The benefits of doing 1-on-1s meetings are to a large extent abstract and reaped over time. As such, we tend to de-prioritize 1-on-1s over sales meetings, client presentations, work we have to report daily, and even fun outings, all of which give us immediate benefits. In our head we say — “I will do it when I get time”, but these tasks don’t stop coming and we keep prioritizing them over 1-o-1s.
The solution to this is having a system that enables managers to earmark time for 1-o-1s and schedule them in advance. When managers have mentally accounted for a certain time for 1-on-1s, they are more likely to use it for that purpose.

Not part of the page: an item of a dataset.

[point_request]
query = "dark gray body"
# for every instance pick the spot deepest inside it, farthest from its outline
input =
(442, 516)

Moreover, scheduling recurring 1-on-1 meetings in advance prevents managers from acting impulsively and deprioritizing 1-on-1s over other work. It makes canceling a 1-on-1s an active choice and hence less likely.
4. Nudge managers at the right time.
Nudging managers through email or messages, before the scheduled 1-on-1 or when they are trying to cancel a meeting, significantly reduces the chance of them canceling the meeting.

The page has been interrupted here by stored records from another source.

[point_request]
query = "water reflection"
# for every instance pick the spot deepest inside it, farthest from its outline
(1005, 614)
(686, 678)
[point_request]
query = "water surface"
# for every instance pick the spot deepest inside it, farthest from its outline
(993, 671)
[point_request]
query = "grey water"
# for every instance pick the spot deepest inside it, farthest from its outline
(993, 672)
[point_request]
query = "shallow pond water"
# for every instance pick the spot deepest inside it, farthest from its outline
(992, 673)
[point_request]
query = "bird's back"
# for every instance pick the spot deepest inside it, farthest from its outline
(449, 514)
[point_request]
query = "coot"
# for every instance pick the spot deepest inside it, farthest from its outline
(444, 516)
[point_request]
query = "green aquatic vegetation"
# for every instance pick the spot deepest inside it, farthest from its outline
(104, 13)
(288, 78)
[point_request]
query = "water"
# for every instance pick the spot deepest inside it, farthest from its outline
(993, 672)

A nudge is an intervention which is easy and cheap to avoid, that alters people’s behavior in a predictable way, without forbidding any options or significantly changing consequences.
Here are a few examples that can be applied in such cases. All of these are inspired by behavioral economics research:
- People tend to be more attuned to losses than to gains. Highlighting the loss of not doing the 1-on-1s on employees’ engagement and productivity can prevent managers from canceling 1-on-1s. e.g. “Cancelling 1-on-1 meetings can reduce employee productivity by up to 60%”
- We have a tendency to make decisions based on information that is readily available. Presenting data or notes from previous meetings or check-ins which highlight the need to do the 1-on-1 can increase the likelihood of managers following through.
- Make canceling the meeting an enhanced active choice with confirmation messages that highlight the cost of not doing the 1-on-1. e.g. “Yes, I want to cancel the scheduled 1-on-1 and signal them that they aren’t my priority.”
- Most people tend to conform to the same behavior as their peers. Showcasing the managers with the highest streak of 1-on-1s or with the least cancellations can nudge them to be regular with 1-on-1s. Similarly, anchoring messages around high streaks of 1–on-1s among peers can nudge managers to do the same:
5. Make it easy and attractive
To make doing 1-on-1 a habit, these meetings must be made easy and attractive for managers.
Scheduling meetings, sharing, and tracking agenda, and meeting notes should be a simple and easy process for managers and direct reports.
These meetings can be made attractive for managers by recognizing managers with the best streak of 1-on-1s. While using anticipatory rewards like scratch coupons can help in ensuring managers follow through on the complete process like drafting and sharing 1-on-1 notes.